血液脳関門は脳のすべての領域に存在するわけではない。脳室周囲器官(circumventricular organs)と呼ばれる領域(中央隆起,脳下垂体,脈絡叢,松果体,大脳終板,最後野など)では血液と脳実質の間で自由に物質交換が行われる。これらの領域では神経細胞が血液に直接曝されるのが生理的に重要な意味を持っているのである。たとえばある特定の神経細胞から分泌された神経内分泌ホルモンが血流に乗って遠隔の標的器官に作用するためには血液脳関門(以下BBB)が邪魔になるのである。またこれらの神経細胞は血液中の特定のホルモン含量を感知し,神経内分泌ホルモンの分泌量を変えることにより,血液中のそのホルモン含量を調節するのであるが,その際にもBBBが邪魔になるのである。この領域と他の領域および脳脊髄液との問にはまた別の障壁が存在し,血液脳脊髄液関門(Blood-CSF Barrier)と呼ばれている(詳しくは総説7)を参照されたい)。

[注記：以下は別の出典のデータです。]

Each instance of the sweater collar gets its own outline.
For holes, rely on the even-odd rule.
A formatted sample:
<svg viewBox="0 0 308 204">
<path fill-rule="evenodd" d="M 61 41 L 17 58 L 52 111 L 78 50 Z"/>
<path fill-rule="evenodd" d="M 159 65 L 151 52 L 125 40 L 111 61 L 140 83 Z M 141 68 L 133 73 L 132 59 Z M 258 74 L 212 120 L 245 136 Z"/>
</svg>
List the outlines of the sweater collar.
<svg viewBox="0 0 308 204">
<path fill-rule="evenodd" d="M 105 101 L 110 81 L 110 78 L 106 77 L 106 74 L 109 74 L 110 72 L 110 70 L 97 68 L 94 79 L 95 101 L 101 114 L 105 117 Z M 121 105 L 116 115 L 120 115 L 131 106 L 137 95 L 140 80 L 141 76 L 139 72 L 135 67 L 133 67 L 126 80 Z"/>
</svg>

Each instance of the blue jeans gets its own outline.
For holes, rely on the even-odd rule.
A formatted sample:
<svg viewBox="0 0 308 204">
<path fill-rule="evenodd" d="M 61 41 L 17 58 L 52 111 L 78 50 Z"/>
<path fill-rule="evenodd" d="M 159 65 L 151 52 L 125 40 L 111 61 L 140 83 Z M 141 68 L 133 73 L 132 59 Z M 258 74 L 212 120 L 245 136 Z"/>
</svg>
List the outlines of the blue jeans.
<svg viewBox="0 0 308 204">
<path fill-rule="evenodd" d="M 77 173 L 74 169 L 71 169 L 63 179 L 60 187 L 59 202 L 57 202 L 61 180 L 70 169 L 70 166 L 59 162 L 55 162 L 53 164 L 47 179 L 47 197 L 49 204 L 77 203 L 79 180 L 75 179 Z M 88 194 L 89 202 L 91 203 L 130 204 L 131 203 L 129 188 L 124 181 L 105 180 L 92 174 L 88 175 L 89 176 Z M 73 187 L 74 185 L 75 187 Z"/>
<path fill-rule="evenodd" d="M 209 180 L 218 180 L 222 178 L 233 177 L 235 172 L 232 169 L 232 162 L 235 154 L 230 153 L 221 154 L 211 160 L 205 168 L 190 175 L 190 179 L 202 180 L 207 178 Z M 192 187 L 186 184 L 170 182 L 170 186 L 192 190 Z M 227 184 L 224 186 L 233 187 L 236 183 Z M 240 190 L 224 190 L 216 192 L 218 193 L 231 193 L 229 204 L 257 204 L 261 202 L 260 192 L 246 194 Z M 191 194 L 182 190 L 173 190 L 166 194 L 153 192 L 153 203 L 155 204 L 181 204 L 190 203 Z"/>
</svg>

The blood-brain barrier maintains the microenvironment of the brain, which is crucial for neural function. The barrier resides in the specially differentiated cerebral capillary endothelial cells.
The characteristic features of the cerebral capillary endothelial cells include:(1) the complex tight junctions between cells which provide a high electrical resistance and allow little paracellular transport, (2) paucity of micropinocytotic vesicles which are considered to be the vehicles for transcellular trans-port,(3) abundance of mitochondria, reflecting the high activity of active transport systems,(4) pre-sence of specific transport systems for ions, hexoses, monocarboxylic acids, amino acids, amines, nucleo-sides and purine bases,(5) presence of several specific “marker” enzymes, such as Na+, K+-ATPase, alkaline phosphatase, butyrylcholine esterase, aromatic-L-amino acid decarboxylase,(6) expression of several specific surface proteins, including HT7, neurothelin, and E-cadherin,(7) expression of P-glyco-protein, a transmembrane glycoprotein that actively exports lipophilic molecules out of cells, and (8) almost complete ensheathment by the foot processes of astrocytes.